Fu in questa nuova destinazione che, il 25 luglio del 1943, venne raggiunto dalla notizia della caduta del regime fascista e, successivamente, da quella della firma dell’armistizio di Cassibile che poneva fine alle ostilità con le forze angloamericane ma teneva drammaticamente aperto il nodo circa i rapporti da tenere con l’ex alleato germanico. A causa di questa ambiguità la situazione del caposaldo italiano sull’isola si fece sempre più complessa. Alle confuse direttive provenienti dai comandi militari che si limitavano a disporre una generica condotta di paziente attesa difensiva e di reazione solo in caso di attacco subito, fece da contraltare la veemente reazione tedesca che imponeva il disarmo e la resa immediata delle truppe italiane. Tuttavia, la guarnigione di stanza sull’isola decise di opporsi alla richiesta degli ufficiali della Wehrmacht e di approntare un estremo tentativo di resistenza che comportò l’inizio di una serie di combattimenti sul campo, protrattisi per diversi giorni con pesanti perdite in entrambi gli schieramenti.
Al comando del suo plotone di artiglieria, C. fu tra i primi ad ingaggiare battaglia contro i reparti tedeschi che sbarcarono sull’isola e, nel corso delle giornate successive, a opporsi alla loro avanzata approntando le prime linee di difesa sulla costa.
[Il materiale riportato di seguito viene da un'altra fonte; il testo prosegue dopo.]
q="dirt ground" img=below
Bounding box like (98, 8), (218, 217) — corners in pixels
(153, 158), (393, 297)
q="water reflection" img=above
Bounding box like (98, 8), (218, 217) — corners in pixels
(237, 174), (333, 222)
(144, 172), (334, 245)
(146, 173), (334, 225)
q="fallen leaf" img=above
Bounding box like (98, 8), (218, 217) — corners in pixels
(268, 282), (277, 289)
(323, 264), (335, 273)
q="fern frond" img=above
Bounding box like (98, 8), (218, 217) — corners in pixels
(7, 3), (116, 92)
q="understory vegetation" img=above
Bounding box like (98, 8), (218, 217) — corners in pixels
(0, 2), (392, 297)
Pur dando prova di capacità organizzative e di dedizione alla causa, i soldati italiani dovettero ben presto constatare l’impossibilità di procurarsi armi e munizioni sufficienti per opporsi per lungo tempo alla schiacciante superiorità dei militi tedeschi e del continuo bombardamento aereo. I reparti rimasti operativi, dunque, si asserragliarono nelle postazioni di retrovia e tentarono un’ultima, effimera difesa per non abbandonare il caposaldo.
In questo contesto, mentre si trovava intento a organizzare gli uomini per questa resistenza, C. venne colpito da una raffica di mitragliatrice nemica che lo lasciò esanime a terra. Morto dunque in combattimento nelle prime ore del 22 settembre, il giovane non fu tra i tanti soldati che, dopo essersi arresi alle ormai preponderanti forze germaniche, nella stessa giornata furono catturati e sommariamente giustiziati come traditori in quello che, nel dopoguerra, fu definito l’«eccidio di Cefalonia».
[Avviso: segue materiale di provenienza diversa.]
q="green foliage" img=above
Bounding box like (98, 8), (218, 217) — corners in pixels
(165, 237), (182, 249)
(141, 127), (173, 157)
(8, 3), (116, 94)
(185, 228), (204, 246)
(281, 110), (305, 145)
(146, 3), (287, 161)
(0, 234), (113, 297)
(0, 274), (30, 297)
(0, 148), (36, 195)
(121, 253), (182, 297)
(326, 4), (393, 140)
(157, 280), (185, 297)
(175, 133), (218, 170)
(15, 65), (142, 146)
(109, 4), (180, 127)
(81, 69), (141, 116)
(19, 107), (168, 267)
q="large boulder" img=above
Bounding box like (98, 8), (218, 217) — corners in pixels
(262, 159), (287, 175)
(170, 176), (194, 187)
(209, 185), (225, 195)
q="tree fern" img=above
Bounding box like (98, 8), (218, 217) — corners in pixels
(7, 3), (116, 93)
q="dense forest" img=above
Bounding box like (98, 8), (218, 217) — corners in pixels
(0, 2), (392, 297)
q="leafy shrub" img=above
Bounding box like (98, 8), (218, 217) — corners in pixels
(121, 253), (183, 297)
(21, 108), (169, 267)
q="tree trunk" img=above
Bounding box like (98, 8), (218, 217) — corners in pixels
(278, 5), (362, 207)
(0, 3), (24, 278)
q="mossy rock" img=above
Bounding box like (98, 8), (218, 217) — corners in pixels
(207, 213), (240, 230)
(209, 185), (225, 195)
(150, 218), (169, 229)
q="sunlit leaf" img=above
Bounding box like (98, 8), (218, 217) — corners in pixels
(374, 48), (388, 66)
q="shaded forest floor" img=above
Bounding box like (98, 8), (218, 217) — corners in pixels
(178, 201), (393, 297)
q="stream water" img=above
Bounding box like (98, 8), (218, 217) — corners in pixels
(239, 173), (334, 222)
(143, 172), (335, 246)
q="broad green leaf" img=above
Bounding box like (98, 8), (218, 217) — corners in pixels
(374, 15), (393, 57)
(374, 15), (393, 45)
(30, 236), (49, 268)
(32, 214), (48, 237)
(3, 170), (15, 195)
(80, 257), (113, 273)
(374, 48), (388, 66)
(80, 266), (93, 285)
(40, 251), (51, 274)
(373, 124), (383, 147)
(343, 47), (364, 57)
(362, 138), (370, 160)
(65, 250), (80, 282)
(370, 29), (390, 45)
Al termine della II Guerra mondiale a C. fu assegnata la medaglia d’oro al valor militare alla memoria con la qualifica di tenente di complemento del 17° reggimento di fanteria e la seguente motivazione: «Grande assertore della lotta contro i tedeschi, fu tra i primi ad aprire le ostilità con il fuoco del suo plotone mortai. Durante duri combattimenti trascinava i suoi soldati ad una titanica lotta destando l’incontenibile ammirazione dei superiori e dei gregari per la sua fredda audacia che gli consentì, sotto il furioso spezzonamento e mitragliamento degli stukas, di caricare da solo, in un sol tempo, i suoi due mortai. Divenuto l’anima della lotta e della resistenza, comandante dell’unico reparto organico ancora in armi, trovò il coraggio di opporsi, con un nucleo di eroi, alla potenza nemica che lo annientò. Cefalonia, 9-22 settembre 1943».